Key points:
The recent Instructure/Canvas breach should be a wake-up call for every school and university relying on third-party platforms to power teaching and learning.
Education’s attack surface is no longer limited to district firewalls or school-issued devices. It now extends across the cloud services, identity systems, and other platforms that support daily instruction. This reality is forcing a mindset shift: Traditional perimeter defenses are still necessary, but they are no longer sufficient.
Digital landscape
To understand the urgency, it’s important to consider how the digital sprawl in education has amplified security risks. Districts now rely on thousands of edtech tools, and studies have found that 96 percent of K-12 apps share children’s personal data with third parties. A single vendor compromise can expose far more than static records. It can reveal the relationships, communications, and account details hackers need to launch convincing phishing, impersonation, and account takeover campaigns.

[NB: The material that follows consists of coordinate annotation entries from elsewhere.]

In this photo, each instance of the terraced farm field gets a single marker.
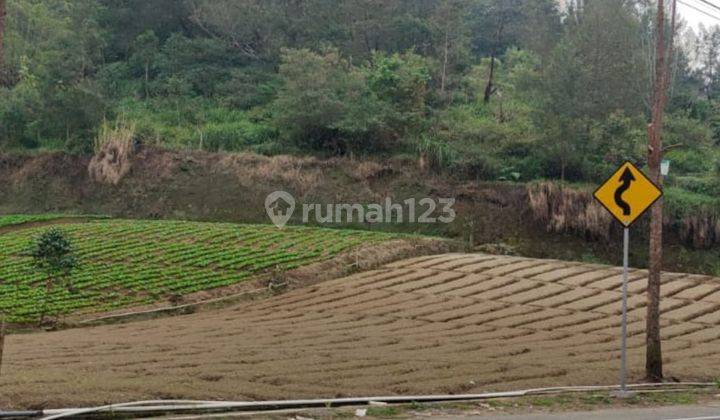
(132, 262)
(449, 323)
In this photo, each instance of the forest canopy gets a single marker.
(487, 89)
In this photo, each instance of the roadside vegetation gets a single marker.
(493, 90)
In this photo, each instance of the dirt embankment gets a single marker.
(224, 187)
(233, 187)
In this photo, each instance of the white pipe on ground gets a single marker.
(187, 405)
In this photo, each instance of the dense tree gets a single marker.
(494, 86)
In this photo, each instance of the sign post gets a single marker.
(627, 194)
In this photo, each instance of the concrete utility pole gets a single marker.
(663, 57)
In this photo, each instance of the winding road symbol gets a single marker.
(627, 178)
(627, 194)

This is what makes breaches like the Instructure incident so dangerous. It’s not just that sensitive data was exposed, but rather that this information can be weaponized by threat actors almost immediately. Names, email addresses, student IDs, and message history can all be combined to create highly convincing attacks against students, families, and others in the school community.
While Instructure ultimately paid a ransom to ensure the destruction of the breached data, there is no guarantee that other incidents will be resolved so favorably.
The identity risk layer
The pervasive problem of password reuse makes the situation worse. Eighty-four percent of people employ the same one for multiple accounts, and 8 percent admit to continuing to use a credential even after learning it was compromised in a breach.
Exposed passwords are traded or resold in criminal marketplaces. This makes it incredibly easy for attackers to pair these lists with breached personal details and gain unauthorized access to email, LMS accounts, student records, and other critical systems. In this environment, it’s easy to envision how a breach at one software provider can quickly snowball to affect thousands of schools and universities.
The domino effect
As institutions rely on more external platforms, they also inherit more exposure from each provider’s security gaps. To address this, it’s vital that schools prioritize security in the RFP process, paying particular attention to data governance, identity management, authentication practices, and where and how confidential information is stored.
Another best practice is for institutions to minimize the amount of sensitive data they retain and share, as much as possible. The less information stored in connected systems, the less there is for threat actors to weaponize should a breach occur.
A layered strategy
Ultimately, however, institutions should operate under the knowledge that some level of exposure is inevitable. The goal is not to prevent every incident but rather reduce the damage when one occurs. This means adopting an assume-breach mindset and building layered defenses with strategies like zero trust, network segmentation, and stronger credential protection.
For schools and universities already stretched by limited budgets and lean IT teams, that may sound daunting. The good news is that many of these capabilities can be automated, allowing institutions to harden their environments without adding substantial manual work.
For example, modern credential screening solutions can check for compromise when passwords are created and on an ongoing basis with the latest threat intelligence. By eliminating the use of breached credentials, schools can reduce the likelihood that exposed email addresses or other personal information will be turned into account compromise. Because this screening happens automatically, there is no additional work for the IT team.
Of course, credential screening is just one piece of the much larger effort to protect identities, data, and access across education’s distributed, digital ecosystem. And as schools investigate how to do this effectively, implementing other strategies that shrink the window of opportunity after data exposure is essential.
Protecting the expanding perimeter
The lesson from the Canvas breach is clear: Modern education security requires more than firewalls and endpoint protection. Schools and universities cannot prevent every breach, but they can ensure their impact is less damaging. That starts with recognizing that the perimeter has already changed, and adopting a layered approach that includes third-party oversight, data minimization, and stronger authentication management to protect the identities and credentials hackers are eager to exploit.